Purpose: The correlation between keratoconus (KC) and psychiatric disorders has been reported, but whether there is a genetic correlation between the 2 remains unclear. Methods: We identified genetic overlaps between KC and 6 psychiatric disorders by using comprehensive summary data from genome-wide association studies. Cross-trait pleiotropic analysis uncovered shared loci and genes, whereas functional annotations and tissue-specific investigations assessed the impact of these pleiotropic genes. Finally, bidirectional Mendelian randomization was applied to explore causal relationships.

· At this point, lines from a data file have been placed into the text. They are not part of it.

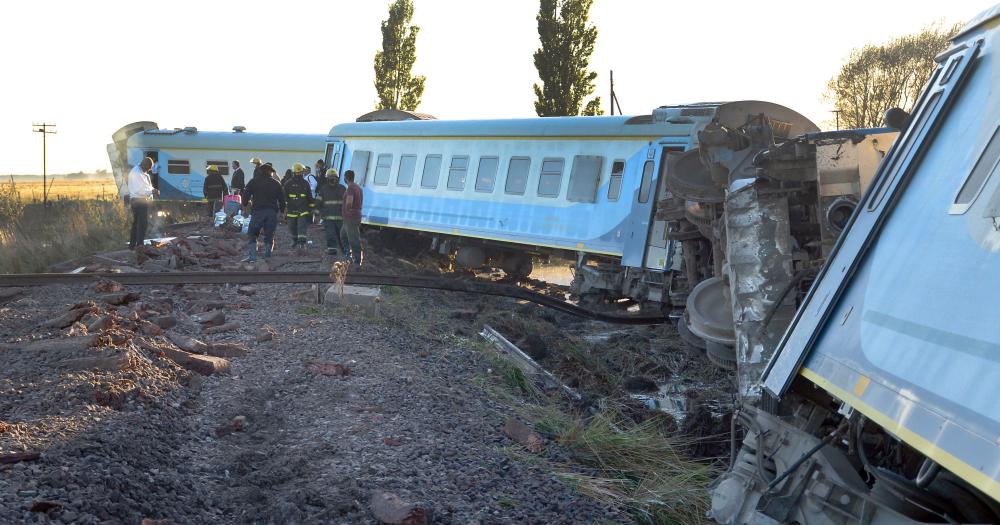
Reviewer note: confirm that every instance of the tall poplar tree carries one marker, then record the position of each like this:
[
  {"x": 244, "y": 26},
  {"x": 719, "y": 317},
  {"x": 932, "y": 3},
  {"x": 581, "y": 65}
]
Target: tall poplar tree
[
  {"x": 878, "y": 77},
  {"x": 563, "y": 60},
  {"x": 395, "y": 84}
]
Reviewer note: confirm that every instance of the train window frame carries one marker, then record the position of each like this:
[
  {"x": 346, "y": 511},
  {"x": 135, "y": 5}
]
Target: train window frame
[
  {"x": 544, "y": 176},
  {"x": 328, "y": 158},
  {"x": 460, "y": 173},
  {"x": 616, "y": 179},
  {"x": 522, "y": 181},
  {"x": 424, "y": 179},
  {"x": 982, "y": 171},
  {"x": 383, "y": 171},
  {"x": 361, "y": 175},
  {"x": 646, "y": 183},
  {"x": 178, "y": 167},
  {"x": 222, "y": 165},
  {"x": 583, "y": 185},
  {"x": 404, "y": 160},
  {"x": 480, "y": 186}
]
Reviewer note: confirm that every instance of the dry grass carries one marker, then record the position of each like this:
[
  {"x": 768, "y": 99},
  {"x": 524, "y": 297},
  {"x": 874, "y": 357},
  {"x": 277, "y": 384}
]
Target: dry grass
[
  {"x": 636, "y": 465},
  {"x": 64, "y": 189},
  {"x": 66, "y": 230}
]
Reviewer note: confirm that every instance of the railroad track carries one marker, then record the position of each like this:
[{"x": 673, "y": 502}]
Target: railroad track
[{"x": 363, "y": 279}]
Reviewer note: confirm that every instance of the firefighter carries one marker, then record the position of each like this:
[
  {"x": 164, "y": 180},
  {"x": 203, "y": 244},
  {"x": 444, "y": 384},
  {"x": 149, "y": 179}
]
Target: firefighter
[
  {"x": 299, "y": 198},
  {"x": 213, "y": 189},
  {"x": 238, "y": 180},
  {"x": 263, "y": 199},
  {"x": 331, "y": 197}
]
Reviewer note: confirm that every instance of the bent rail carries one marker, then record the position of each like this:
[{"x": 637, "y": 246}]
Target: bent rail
[{"x": 364, "y": 279}]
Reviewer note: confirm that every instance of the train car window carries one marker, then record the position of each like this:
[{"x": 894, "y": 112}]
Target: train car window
[
  {"x": 551, "y": 177},
  {"x": 178, "y": 167},
  {"x": 382, "y": 169},
  {"x": 432, "y": 169},
  {"x": 222, "y": 166},
  {"x": 615, "y": 184},
  {"x": 986, "y": 165},
  {"x": 487, "y": 174},
  {"x": 584, "y": 177},
  {"x": 407, "y": 165},
  {"x": 359, "y": 165},
  {"x": 457, "y": 171},
  {"x": 647, "y": 181},
  {"x": 517, "y": 175}
]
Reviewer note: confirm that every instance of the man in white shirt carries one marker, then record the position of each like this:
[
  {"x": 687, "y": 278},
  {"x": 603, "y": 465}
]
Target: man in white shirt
[{"x": 140, "y": 193}]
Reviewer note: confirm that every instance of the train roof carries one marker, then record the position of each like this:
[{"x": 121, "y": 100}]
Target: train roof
[
  {"x": 980, "y": 19},
  {"x": 191, "y": 138},
  {"x": 665, "y": 121}
]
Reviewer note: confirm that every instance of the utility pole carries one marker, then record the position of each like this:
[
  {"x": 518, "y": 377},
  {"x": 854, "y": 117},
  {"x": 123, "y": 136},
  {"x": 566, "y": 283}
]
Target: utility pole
[
  {"x": 45, "y": 129},
  {"x": 614, "y": 98}
]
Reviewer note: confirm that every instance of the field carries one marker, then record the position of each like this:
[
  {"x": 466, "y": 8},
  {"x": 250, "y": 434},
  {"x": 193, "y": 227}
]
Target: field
[
  {"x": 84, "y": 216},
  {"x": 64, "y": 189}
]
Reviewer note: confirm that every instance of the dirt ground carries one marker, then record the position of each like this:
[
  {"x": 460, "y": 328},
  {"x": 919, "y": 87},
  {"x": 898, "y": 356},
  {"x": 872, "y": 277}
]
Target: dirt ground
[{"x": 320, "y": 414}]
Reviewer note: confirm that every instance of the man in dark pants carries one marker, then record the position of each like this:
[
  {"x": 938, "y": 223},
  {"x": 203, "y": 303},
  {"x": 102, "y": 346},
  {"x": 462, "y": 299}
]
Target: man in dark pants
[
  {"x": 353, "y": 198},
  {"x": 331, "y": 197},
  {"x": 299, "y": 198},
  {"x": 213, "y": 189},
  {"x": 263, "y": 199},
  {"x": 238, "y": 181},
  {"x": 140, "y": 192}
]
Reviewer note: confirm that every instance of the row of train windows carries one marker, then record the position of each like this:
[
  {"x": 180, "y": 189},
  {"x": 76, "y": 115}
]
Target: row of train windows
[
  {"x": 183, "y": 167},
  {"x": 584, "y": 178}
]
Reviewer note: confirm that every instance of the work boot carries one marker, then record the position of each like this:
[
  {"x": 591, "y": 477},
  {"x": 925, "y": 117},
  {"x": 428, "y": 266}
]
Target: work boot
[{"x": 251, "y": 253}]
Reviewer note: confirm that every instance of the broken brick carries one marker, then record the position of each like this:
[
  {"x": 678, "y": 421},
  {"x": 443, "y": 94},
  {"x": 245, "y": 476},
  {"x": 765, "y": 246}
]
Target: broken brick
[
  {"x": 327, "y": 369},
  {"x": 523, "y": 434}
]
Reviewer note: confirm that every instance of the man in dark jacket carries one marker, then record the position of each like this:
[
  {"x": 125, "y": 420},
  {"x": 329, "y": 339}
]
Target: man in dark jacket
[
  {"x": 353, "y": 200},
  {"x": 213, "y": 189},
  {"x": 263, "y": 199},
  {"x": 299, "y": 197},
  {"x": 238, "y": 182},
  {"x": 331, "y": 197}
]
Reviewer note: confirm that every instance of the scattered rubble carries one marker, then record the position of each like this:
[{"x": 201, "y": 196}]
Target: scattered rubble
[
  {"x": 389, "y": 508},
  {"x": 524, "y": 435}
]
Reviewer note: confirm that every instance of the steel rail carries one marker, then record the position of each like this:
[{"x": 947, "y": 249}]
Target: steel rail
[{"x": 364, "y": 279}]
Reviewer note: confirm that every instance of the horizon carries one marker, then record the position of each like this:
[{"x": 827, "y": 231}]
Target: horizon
[{"x": 211, "y": 78}]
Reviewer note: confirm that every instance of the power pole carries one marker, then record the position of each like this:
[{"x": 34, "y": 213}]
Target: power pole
[
  {"x": 45, "y": 129},
  {"x": 614, "y": 98}
]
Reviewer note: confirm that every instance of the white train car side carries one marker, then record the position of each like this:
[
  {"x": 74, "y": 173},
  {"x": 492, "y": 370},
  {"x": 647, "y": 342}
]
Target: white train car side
[{"x": 183, "y": 155}]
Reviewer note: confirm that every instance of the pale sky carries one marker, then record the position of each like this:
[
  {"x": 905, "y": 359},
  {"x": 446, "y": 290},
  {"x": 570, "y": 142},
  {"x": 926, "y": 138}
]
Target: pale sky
[{"x": 303, "y": 66}]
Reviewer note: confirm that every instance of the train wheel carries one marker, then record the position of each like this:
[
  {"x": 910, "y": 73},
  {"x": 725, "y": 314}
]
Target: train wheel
[{"x": 517, "y": 265}]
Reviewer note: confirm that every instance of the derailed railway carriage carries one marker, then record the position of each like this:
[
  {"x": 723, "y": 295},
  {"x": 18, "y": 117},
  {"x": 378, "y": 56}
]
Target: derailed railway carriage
[
  {"x": 497, "y": 191},
  {"x": 880, "y": 403},
  {"x": 183, "y": 155}
]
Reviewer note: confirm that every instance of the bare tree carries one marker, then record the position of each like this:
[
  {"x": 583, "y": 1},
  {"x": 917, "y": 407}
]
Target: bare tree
[{"x": 878, "y": 77}]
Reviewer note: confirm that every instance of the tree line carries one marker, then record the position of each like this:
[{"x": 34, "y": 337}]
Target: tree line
[{"x": 872, "y": 79}]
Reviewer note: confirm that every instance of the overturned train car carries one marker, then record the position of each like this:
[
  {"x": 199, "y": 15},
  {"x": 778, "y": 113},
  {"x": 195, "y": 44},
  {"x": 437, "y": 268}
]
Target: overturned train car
[{"x": 863, "y": 326}]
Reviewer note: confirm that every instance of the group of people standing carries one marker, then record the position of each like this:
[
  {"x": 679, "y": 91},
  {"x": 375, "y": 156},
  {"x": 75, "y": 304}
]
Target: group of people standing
[{"x": 299, "y": 196}]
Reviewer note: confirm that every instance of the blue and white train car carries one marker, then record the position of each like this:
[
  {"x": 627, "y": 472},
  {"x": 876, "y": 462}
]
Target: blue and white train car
[
  {"x": 881, "y": 402},
  {"x": 182, "y": 155},
  {"x": 496, "y": 189}
]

Results: Significant genetic correlation and genetic overlap were observed in 3 of the 6 trait pairs. A multiplicity study using the composite null hypothesis discovered significant possible multiplicity single nucleotide variants across 3 trait pairs, revealing 13 pleiotropic genetic loci, of which 3 were confirmed as colocalized loci with a posterior probability (PP.H4) exceeding 0.75. Significantly, numerous pleiotropic loci were identified across various paired traits, including 11p15.5 and 9q34.3. At the gene level, 137 pleiotropic genes were identified, including PDDC1 , PIDD , and PNPLA2 . Gene-based analyses indicated that these genes were significantly enriched in the brain and fibroblasts. Pathway analysis highlighted critical roles in Wnt/β-catenin signaling pathway. Mendelian randomization analysis further analyzed the correlation between these diseases. Conclusions: This study offers additional evidence of a multifaceted relationship between psychiatric disorders, specifically attention-deficit/hyperactivity disorder, anorexia nervosa, and posttraumatic stress disorder, and KC. At the same time, it may facilitate novel medications and enhanced clinical treatment techniques.